New growth Mexican Hat -- a good species to pot up for a plant sale. (Photo by Anita Westervelt)

Our South Texas Border Chapter Texas Master Naturalist Facebook page had an important article, “Learn to live with the ugly.” If you missed it, check it out so you don’t begin freeze-damaged yard clean up just yet and potentially cause further damage.

The article, by Adam Russell, a communication specialist for Texas A&M AgriLife, is entitled “’Learn to live with ugly’ after freeze damage. Pruning dead plant material can cause more harm through winter,” published January 22, 2024. “A hard freeze can make plants an ugly eyesore in a landscape or garden.

“Freeze damaged trees may not make it after this latest cold snap, but homeowners should give high-value plants a chance to recover before removing them. ‘Looking dead’ is not necessarily dead in many cases.
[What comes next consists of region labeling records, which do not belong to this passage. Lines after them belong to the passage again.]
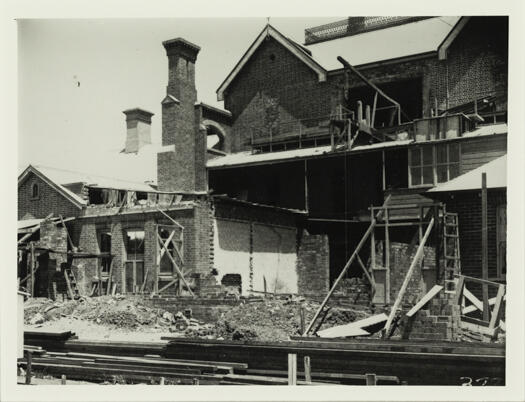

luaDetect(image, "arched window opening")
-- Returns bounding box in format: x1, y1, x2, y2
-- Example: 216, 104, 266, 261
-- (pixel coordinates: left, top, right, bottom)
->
31, 183, 40, 198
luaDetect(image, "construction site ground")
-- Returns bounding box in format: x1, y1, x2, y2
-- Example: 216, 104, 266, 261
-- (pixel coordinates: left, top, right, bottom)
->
24, 295, 372, 342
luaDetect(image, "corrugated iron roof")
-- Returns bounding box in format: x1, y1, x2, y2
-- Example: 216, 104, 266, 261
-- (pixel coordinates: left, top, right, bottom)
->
307, 17, 461, 70
427, 155, 507, 193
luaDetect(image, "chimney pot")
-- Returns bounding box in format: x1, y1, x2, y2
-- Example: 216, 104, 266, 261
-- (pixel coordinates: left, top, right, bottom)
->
122, 108, 154, 153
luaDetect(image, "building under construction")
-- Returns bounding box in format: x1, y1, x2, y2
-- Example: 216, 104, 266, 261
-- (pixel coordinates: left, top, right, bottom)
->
18, 17, 508, 386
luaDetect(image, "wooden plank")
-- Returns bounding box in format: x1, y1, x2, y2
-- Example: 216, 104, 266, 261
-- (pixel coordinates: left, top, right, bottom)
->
156, 205, 184, 230
383, 208, 390, 304
303, 195, 391, 335
365, 374, 377, 385
356, 254, 376, 288
385, 218, 434, 337
288, 353, 297, 385
406, 285, 443, 317
489, 285, 505, 329
317, 313, 388, 338
481, 172, 490, 321
304, 356, 312, 382
463, 286, 483, 311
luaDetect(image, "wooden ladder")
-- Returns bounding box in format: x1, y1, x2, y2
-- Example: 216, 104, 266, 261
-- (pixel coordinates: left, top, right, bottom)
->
64, 268, 80, 300
443, 212, 461, 294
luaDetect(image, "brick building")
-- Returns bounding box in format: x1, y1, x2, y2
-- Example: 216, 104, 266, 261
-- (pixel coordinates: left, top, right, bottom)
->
19, 17, 508, 310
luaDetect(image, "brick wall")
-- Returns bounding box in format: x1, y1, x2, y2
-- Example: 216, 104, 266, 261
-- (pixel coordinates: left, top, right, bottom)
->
18, 173, 81, 220
225, 17, 508, 152
447, 17, 508, 107
225, 38, 331, 152
297, 230, 330, 295
157, 41, 207, 191
72, 204, 212, 294
446, 190, 507, 278
376, 241, 437, 306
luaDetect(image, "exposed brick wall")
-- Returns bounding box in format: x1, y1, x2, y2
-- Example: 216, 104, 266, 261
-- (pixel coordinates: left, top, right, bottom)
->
296, 230, 330, 295
18, 173, 81, 220
448, 17, 508, 107
157, 39, 207, 191
376, 241, 437, 306
225, 17, 508, 152
72, 202, 211, 293
225, 38, 331, 152
446, 190, 507, 278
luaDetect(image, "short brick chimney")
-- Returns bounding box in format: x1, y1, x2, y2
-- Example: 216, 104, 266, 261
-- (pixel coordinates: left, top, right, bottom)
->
122, 108, 153, 154
157, 38, 207, 192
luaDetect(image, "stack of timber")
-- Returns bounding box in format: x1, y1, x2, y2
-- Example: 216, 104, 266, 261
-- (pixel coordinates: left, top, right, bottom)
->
24, 333, 505, 385
165, 337, 505, 385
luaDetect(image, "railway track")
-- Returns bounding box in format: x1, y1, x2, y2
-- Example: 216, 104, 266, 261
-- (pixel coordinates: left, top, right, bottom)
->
24, 333, 505, 385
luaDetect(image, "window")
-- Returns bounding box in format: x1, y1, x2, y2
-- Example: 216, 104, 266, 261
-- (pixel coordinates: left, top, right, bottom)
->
31, 183, 40, 199
159, 227, 175, 275
98, 230, 111, 275
408, 142, 460, 187
126, 230, 144, 261
124, 229, 144, 293
496, 204, 507, 279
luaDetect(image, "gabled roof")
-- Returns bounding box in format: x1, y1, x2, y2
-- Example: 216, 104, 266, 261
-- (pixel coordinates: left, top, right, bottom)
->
30, 166, 155, 192
308, 17, 463, 71
217, 24, 326, 101
427, 155, 507, 193
18, 165, 87, 209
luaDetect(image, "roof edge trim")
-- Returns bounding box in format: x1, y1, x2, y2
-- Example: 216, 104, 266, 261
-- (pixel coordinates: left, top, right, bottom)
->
18, 165, 84, 209
438, 17, 470, 60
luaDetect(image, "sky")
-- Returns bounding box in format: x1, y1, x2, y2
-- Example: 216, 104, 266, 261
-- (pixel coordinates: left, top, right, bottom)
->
18, 17, 344, 171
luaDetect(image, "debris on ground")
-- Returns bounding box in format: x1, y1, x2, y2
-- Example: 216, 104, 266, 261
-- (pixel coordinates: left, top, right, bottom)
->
24, 294, 371, 341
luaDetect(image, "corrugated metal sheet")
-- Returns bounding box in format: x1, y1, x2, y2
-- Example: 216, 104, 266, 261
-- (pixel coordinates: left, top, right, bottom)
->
427, 155, 507, 193
307, 17, 461, 70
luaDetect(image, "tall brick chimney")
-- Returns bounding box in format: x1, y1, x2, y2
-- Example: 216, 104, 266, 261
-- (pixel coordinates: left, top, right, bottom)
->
122, 108, 153, 154
157, 38, 207, 191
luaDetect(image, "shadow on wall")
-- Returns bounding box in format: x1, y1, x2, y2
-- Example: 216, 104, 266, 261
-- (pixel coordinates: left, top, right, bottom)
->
214, 219, 297, 294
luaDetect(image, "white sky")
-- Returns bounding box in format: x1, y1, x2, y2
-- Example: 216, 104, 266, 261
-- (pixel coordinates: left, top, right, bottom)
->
18, 17, 344, 171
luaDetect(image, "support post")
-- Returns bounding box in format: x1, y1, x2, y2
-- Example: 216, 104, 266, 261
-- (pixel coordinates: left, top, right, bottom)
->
288, 353, 297, 385
303, 195, 391, 336
385, 218, 434, 336
481, 172, 490, 321
304, 356, 312, 383
365, 374, 377, 385
383, 207, 390, 304
30, 242, 35, 297
26, 350, 33, 385
304, 159, 308, 213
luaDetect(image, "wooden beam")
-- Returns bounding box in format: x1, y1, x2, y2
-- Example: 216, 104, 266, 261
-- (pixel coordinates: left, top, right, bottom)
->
288, 353, 297, 385
304, 356, 312, 382
58, 215, 76, 251
30, 242, 36, 297
166, 247, 195, 297
481, 172, 489, 321
489, 285, 505, 329
406, 285, 443, 317
356, 254, 376, 288
303, 195, 391, 335
385, 218, 434, 336
383, 208, 390, 304
463, 286, 483, 311
155, 205, 184, 230
337, 56, 400, 108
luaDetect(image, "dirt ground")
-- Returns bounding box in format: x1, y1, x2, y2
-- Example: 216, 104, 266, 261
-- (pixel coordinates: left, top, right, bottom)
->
24, 295, 369, 342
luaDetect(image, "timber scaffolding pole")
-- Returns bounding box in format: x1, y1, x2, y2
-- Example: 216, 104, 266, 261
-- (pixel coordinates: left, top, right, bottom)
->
337, 56, 401, 128
303, 200, 443, 336
303, 195, 391, 336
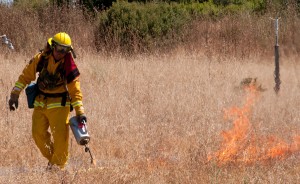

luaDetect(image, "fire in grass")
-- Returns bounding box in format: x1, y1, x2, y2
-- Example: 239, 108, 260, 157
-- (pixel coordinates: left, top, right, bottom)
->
208, 85, 300, 165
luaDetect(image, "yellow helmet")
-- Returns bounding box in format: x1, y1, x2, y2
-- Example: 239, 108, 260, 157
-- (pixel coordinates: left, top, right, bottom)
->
48, 32, 72, 48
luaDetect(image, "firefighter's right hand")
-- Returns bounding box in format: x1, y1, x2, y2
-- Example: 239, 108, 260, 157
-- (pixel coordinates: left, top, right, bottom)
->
8, 93, 19, 111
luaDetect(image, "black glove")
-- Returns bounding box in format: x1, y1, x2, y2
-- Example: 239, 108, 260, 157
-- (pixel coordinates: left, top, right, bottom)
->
77, 114, 87, 124
8, 93, 19, 111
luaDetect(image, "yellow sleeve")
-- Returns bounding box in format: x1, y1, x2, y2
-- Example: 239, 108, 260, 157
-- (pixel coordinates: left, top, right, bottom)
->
12, 53, 41, 95
67, 77, 84, 115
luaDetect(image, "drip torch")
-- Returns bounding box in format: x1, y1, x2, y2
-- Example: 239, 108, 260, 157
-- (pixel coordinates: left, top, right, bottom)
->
70, 116, 94, 164
0, 35, 14, 50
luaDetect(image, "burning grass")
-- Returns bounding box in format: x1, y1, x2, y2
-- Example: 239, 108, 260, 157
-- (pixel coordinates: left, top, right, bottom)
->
208, 84, 300, 165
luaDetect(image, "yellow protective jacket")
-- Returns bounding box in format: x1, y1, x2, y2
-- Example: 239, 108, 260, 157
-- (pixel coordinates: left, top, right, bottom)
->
12, 53, 84, 115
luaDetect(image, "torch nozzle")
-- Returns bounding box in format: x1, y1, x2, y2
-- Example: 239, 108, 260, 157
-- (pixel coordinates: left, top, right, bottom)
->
84, 144, 95, 164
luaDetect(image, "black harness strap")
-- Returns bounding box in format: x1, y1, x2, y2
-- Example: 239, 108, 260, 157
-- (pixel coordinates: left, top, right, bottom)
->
38, 90, 68, 106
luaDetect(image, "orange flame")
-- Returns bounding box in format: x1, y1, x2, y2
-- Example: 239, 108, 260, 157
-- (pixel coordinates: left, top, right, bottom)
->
208, 85, 300, 165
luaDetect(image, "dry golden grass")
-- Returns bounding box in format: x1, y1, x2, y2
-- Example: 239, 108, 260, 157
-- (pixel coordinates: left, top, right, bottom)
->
0, 50, 300, 184
0, 2, 300, 184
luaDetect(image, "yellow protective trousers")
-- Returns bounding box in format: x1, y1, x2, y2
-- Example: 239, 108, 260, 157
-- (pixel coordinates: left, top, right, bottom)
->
32, 106, 70, 168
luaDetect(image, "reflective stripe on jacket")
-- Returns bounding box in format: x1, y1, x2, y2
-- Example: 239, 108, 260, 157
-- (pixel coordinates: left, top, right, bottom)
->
13, 53, 84, 115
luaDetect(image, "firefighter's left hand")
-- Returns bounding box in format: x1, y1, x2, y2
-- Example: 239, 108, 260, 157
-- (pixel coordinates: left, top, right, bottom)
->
77, 114, 87, 123
8, 93, 19, 111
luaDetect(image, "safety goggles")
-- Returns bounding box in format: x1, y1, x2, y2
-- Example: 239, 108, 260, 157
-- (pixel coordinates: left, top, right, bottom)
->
55, 45, 71, 54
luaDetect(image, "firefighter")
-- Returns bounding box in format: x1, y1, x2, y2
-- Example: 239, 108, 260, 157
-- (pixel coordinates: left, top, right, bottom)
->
9, 32, 87, 170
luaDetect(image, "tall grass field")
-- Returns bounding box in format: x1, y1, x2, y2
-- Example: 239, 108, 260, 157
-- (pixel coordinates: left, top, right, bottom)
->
0, 1, 300, 184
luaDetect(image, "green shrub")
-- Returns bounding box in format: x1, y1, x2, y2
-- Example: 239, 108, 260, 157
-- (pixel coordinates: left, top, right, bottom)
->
95, 0, 264, 52
96, 1, 191, 52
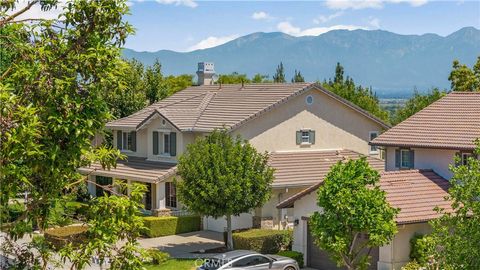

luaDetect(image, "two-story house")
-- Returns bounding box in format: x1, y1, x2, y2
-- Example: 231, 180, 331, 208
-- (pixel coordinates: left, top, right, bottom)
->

“But practice patience when it comes to freeze-damaged plants, according to a Texas A&M AgriLife expert. Michael Arnold, Ph.D., director of The Gardens at Texas A&M University and professor of landscape horticulture in the Department of Horticultural Sciences at the Texas A&M College of Agriculture and Life Sciences, Bryan-College Station, said warmer daytime temperatures may give gardeners the itch to get outside and prune back damaged leaves and clean up dead plant material following a hard freeze, but they should resist the urge.”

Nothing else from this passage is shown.